2009年8月10日月曜日

宅配便——ヤマト首位、成長は鈍化(点検シェア攻防本社調査)

2009/08/10, , 日経産業新聞

 国内宅配便(日本郵政の「ゆうパック」を含むトラック輸送)の2008年度の取扱個数は前年度比0・6%減の31億7749万個だった。国土交通省が統計を取り始めた1984年度以降、取扱個数が前年を下回るのは初めて。冷蔵品の宅配サービスなど様々な新サービスを展開して右肩上がりで成長してきたが、景気低迷で法人を中心に利用が低迷し、成長にブレーキがかかった。各社は独自サービスの充実で顧客の確保を図る。

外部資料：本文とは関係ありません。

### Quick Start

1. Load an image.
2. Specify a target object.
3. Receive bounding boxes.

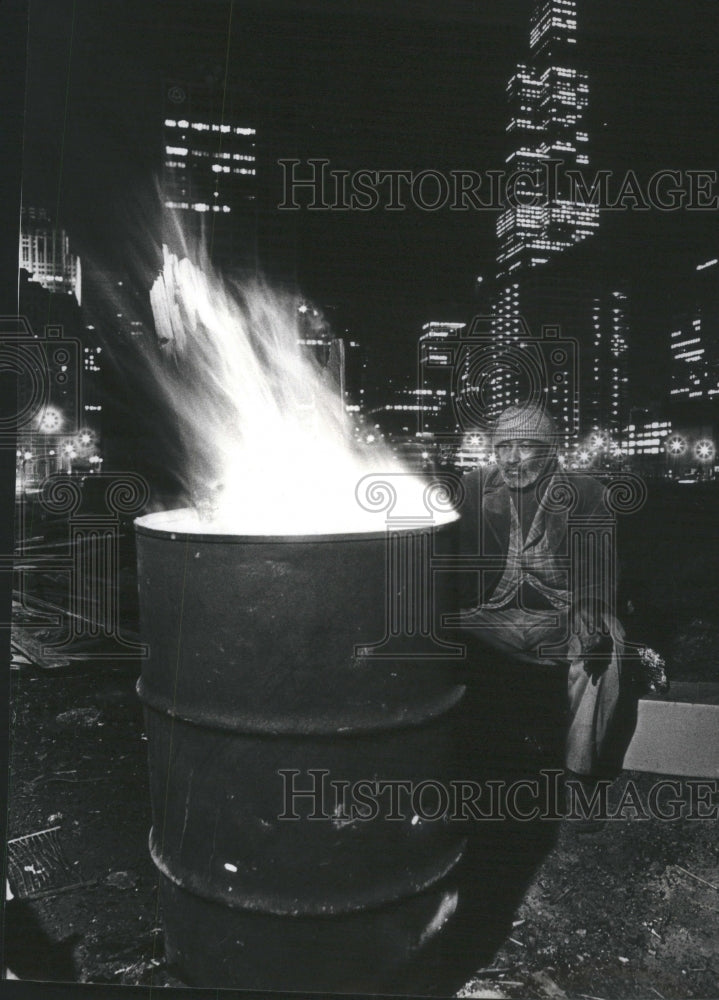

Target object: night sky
[23,0,719,398]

 業者別にみると最大手のヤマト運輸の「宅急便」が前年までと同様にシェア首位を維持した。取扱個数は前年比0・3%減の12億3053万個で1976年のサービス開始以来、初めて前年を下回った。景気低迷で法人間の荷物が減ったのが大きな要因。3位の「ペリカン便」の日本通運(前年比2・5%減の3億2786万個)など、多くの会社で取扱個数を前年より減らした。
 目を引くのが2位の佐川急便。取扱個数は約10億6110万個と前年を1・1%上回り、ヤマト運輸との差を縮めた。通信販売業者など法人向けの営業を積極化。通販市場は自宅で買い物をすませる人が増え、市場規模は08年度は推定8兆円強と、コンビニエンスストアや百貨店を上回ったもよう。新規の顧客を取り込んだ成果が出た。

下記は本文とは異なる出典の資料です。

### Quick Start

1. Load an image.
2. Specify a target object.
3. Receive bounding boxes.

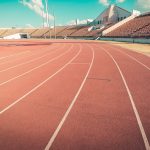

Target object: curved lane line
[105,44,150,71]
[101,47,150,150]
[0,51,31,60]
[0,46,73,86]
[0,44,81,114]
[0,45,64,73]
[0,42,61,65]
[45,44,94,150]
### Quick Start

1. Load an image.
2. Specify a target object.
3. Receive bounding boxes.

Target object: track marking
[0,44,60,65]
[105,45,150,71]
[70,62,90,65]
[0,51,31,60]
[0,46,73,86]
[101,47,150,150]
[45,43,94,150]
[0,46,82,114]
[0,45,64,73]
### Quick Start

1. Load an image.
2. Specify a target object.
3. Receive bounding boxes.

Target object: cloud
[99,0,110,6]
[137,0,150,11]
[20,0,54,20]
[67,19,93,25]
[116,0,125,3]
[26,23,34,28]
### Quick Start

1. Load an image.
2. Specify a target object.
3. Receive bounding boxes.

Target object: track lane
[51,43,145,150]
[0,43,76,110]
[0,40,149,150]
[0,42,59,69]
[0,42,89,150]
[98,43,150,150]
[105,44,150,67]
[0,43,69,86]
[0,42,49,61]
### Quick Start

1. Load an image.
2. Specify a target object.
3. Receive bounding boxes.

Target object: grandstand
[0,5,150,42]
[106,14,150,37]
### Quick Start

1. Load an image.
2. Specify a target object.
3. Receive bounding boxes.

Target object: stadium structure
[0,5,150,43]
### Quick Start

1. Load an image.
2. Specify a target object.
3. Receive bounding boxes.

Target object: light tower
[45,0,51,39]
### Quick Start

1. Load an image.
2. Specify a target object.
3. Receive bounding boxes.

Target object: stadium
[0,0,150,150]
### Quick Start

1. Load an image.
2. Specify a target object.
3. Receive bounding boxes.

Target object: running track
[0,40,150,150]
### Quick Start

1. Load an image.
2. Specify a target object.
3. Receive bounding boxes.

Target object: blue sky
[0,0,150,28]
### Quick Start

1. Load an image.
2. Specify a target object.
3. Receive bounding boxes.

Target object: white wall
[3,33,30,39]
[100,38,150,44]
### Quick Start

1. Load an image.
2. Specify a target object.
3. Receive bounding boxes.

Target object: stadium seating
[106,15,150,37]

 09年度も景気低迷が長引けば市場全体の縮小が続く可能性がある。ヤマト運輸を傘下に持つ持ち株会社ヤマトホールディングス(HD)は、東京などで通販業者向けに注文から最短4時間で商品を届けるサービスを始める。佐川急便は法人向けに中身の見えにくい箱を使った機密書類の廃棄サービスを本格展開するなど、独自性の高いサービスで需要を開拓する。

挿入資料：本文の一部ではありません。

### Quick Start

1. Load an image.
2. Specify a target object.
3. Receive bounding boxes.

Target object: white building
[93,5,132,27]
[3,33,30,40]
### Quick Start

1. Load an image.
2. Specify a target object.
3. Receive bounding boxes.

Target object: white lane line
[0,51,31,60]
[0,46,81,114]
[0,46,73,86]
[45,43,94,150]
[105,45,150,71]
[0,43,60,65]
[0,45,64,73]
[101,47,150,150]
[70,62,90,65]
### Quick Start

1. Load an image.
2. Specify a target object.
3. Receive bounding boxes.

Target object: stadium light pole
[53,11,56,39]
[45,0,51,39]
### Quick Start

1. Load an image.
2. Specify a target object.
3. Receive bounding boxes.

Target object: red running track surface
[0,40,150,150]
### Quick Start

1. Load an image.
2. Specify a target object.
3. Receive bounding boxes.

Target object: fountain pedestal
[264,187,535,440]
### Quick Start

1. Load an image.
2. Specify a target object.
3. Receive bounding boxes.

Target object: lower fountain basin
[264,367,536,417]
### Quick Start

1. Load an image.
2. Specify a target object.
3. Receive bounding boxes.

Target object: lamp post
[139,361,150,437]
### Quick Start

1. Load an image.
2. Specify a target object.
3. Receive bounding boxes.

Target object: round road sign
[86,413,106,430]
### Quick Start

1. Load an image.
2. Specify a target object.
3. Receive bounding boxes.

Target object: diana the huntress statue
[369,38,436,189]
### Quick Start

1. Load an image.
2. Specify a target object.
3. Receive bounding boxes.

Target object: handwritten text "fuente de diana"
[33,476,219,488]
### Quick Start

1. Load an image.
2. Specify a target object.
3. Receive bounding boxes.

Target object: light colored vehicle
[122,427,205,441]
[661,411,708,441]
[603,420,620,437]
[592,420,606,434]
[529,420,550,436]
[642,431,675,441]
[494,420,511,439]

 3位の日通と4位の日本郵政グループの郵便事業会社は宅配便事業を統合、10月に新会社「JPエクスプレス」が本格稼働する。単純合計でシェアは2割程度と、上位2社に迫る水準。宅配便業界はヤマト、佐川、JPの3強体制に突入して今秋以降、3社のサービス競争が激しくなるとみられる。中小業者の間では淘汰・再編などが一段と進む可能性もある。